During the ensuing days Nellie was indeed up to her eyes in work, carrying out vigorously her plan of cleaning and polishing the house from top to bottom. Baby Billy, who had hitherto considered himself a person of very great importance, found himself hustled hither and thither as he had never been in the whole of his existence, a period extending over about thirty months.
On one particular afternoon, when every washable article in the house was in Nellie’s tub, he was bidden to play out of doors, and finding the maternal eye less on the alert than usual, surreptitiously opened the garden gate and wandered to the forbidden precincts of the lane.

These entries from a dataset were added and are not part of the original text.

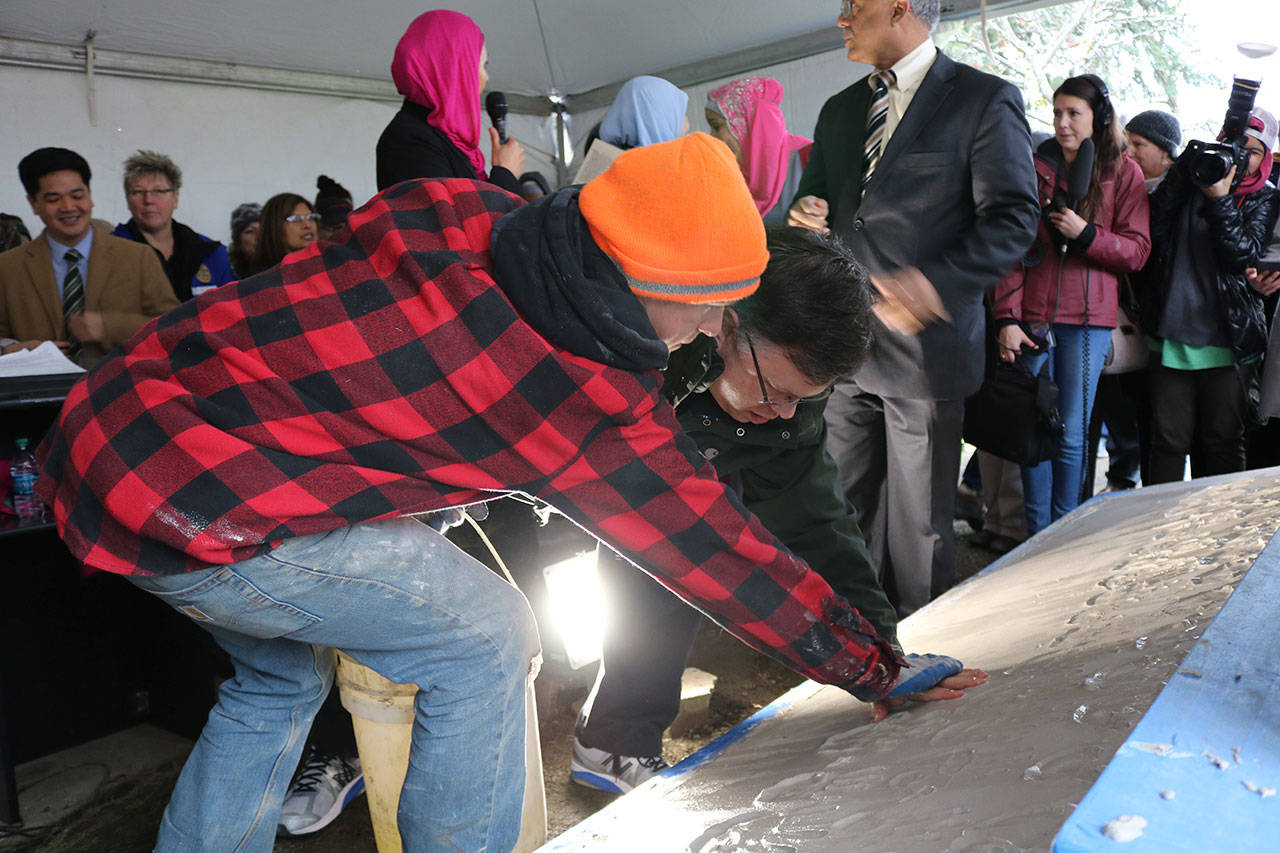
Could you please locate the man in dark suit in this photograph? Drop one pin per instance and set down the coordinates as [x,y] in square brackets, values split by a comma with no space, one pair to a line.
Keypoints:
[74,284]
[924,169]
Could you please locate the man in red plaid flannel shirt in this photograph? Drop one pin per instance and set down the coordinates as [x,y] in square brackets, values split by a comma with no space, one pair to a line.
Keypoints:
[251,455]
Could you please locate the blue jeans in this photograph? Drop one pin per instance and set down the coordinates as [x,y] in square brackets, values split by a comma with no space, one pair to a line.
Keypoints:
[401,600]
[1052,488]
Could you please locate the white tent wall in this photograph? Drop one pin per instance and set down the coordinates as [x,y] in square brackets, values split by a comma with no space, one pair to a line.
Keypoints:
[232,144]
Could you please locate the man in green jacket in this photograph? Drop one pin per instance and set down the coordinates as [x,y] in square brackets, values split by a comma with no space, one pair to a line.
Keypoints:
[753,401]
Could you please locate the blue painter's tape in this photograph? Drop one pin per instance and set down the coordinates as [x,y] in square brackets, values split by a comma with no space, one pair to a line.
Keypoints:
[1211,739]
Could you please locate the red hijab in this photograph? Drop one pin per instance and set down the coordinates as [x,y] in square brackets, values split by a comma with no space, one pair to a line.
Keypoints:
[753,110]
[437,65]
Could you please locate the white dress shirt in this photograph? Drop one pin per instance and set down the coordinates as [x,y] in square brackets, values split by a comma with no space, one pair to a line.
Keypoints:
[910,72]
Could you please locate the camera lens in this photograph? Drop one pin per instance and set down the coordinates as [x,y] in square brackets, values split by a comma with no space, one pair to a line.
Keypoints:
[1210,167]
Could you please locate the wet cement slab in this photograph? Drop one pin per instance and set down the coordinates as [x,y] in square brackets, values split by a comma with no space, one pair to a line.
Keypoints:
[1080,629]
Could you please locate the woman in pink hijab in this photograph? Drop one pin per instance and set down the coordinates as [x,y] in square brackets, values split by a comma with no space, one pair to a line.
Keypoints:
[746,114]
[440,69]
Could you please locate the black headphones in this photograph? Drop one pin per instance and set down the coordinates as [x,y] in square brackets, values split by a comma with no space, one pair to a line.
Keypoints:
[1104,113]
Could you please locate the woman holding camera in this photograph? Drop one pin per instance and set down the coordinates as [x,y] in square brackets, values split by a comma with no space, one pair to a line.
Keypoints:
[1205,323]
[1060,302]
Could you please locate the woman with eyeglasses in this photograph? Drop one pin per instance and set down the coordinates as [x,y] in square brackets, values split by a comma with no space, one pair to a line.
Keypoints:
[288,224]
[440,67]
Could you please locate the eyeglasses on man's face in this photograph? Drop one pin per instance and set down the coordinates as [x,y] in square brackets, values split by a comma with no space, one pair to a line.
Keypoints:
[778,401]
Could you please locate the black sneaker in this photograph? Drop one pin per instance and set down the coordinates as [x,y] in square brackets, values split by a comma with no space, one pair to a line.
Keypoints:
[609,771]
[321,789]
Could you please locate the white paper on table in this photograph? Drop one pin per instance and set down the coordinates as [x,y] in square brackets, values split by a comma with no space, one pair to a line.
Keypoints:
[42,361]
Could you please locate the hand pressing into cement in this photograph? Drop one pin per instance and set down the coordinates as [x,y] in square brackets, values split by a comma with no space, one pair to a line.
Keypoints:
[906,301]
[931,678]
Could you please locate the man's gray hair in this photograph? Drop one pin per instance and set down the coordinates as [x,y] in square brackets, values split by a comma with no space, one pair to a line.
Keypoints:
[144,163]
[928,12]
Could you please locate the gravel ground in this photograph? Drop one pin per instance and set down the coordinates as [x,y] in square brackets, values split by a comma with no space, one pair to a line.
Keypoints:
[123,819]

He trotted along for nearly a quarter of a mile, until he reached a particularly delectable corner graced by a large rubbish-heap, which he proceeded to investigate with huge satisfaction, carrying one treasure after another over the way, sitting down to examine it, and immediately rolling on to his legs again to procure some yet more coveted object.
At last, however, he secured two prizes, than which nothing more desirable could be imagined, and with a sigh of satisfaction toddled for the last time across the lane and sat down to enjoy them at his leisure. The broken jam-pot was immediately filled with sand, while the rusty knife, grasped by its fragmentary handle, could be used in a variety of ways—so Billy discovered—as a spade, as a saw, as a chopper.
He was engaged in mincing a dock leaf very small on a flat stone, his mouth opening and shutting in accompaniment to his labours, when he was suddenly hailed by somebody who had abruptly turned the corner of the lane, somebody who was probably on his way from the town.
“Hello!” cried this somebody.
“Hello!” responded Billy, pausing with his knife poised in mid-air and looking up with a pair of very big and very blue eyes. He had to tilt his head quite a long way back to do so, for the newcomer was tall. Billy was a little startled; to begin with the newcomer was a man, and he was not sure that he liked men—they cracked whips sometimes, and spoke loud and gruff, particularly when, as occasionally happened, Billy chanced to run across the road immediately in front of their horses; then he had funny brown clothes—nobody that Billy had ever seen wore clothes like that; and he had a brown face too, a face so very, very brown that it gave his blue eyes a strange look. Billy was secretly a good deal frightened, but being a soldier’s son he only clutched his knife the harder and said, “Hello!” again, as the stranger continued to look at him without speaking.
“I rather think I ought to know you, my lad,” said the man at last, in a queer quavering voice. “I’d swear by that little cocked nose. What’s your name, eh?”
“Billy,” responded the child promptly.
“Right you are!” cried the man, and he caught him up in his arms, knife and jam-pot and all. “Let’s hear the rest of it, though. Billy what?”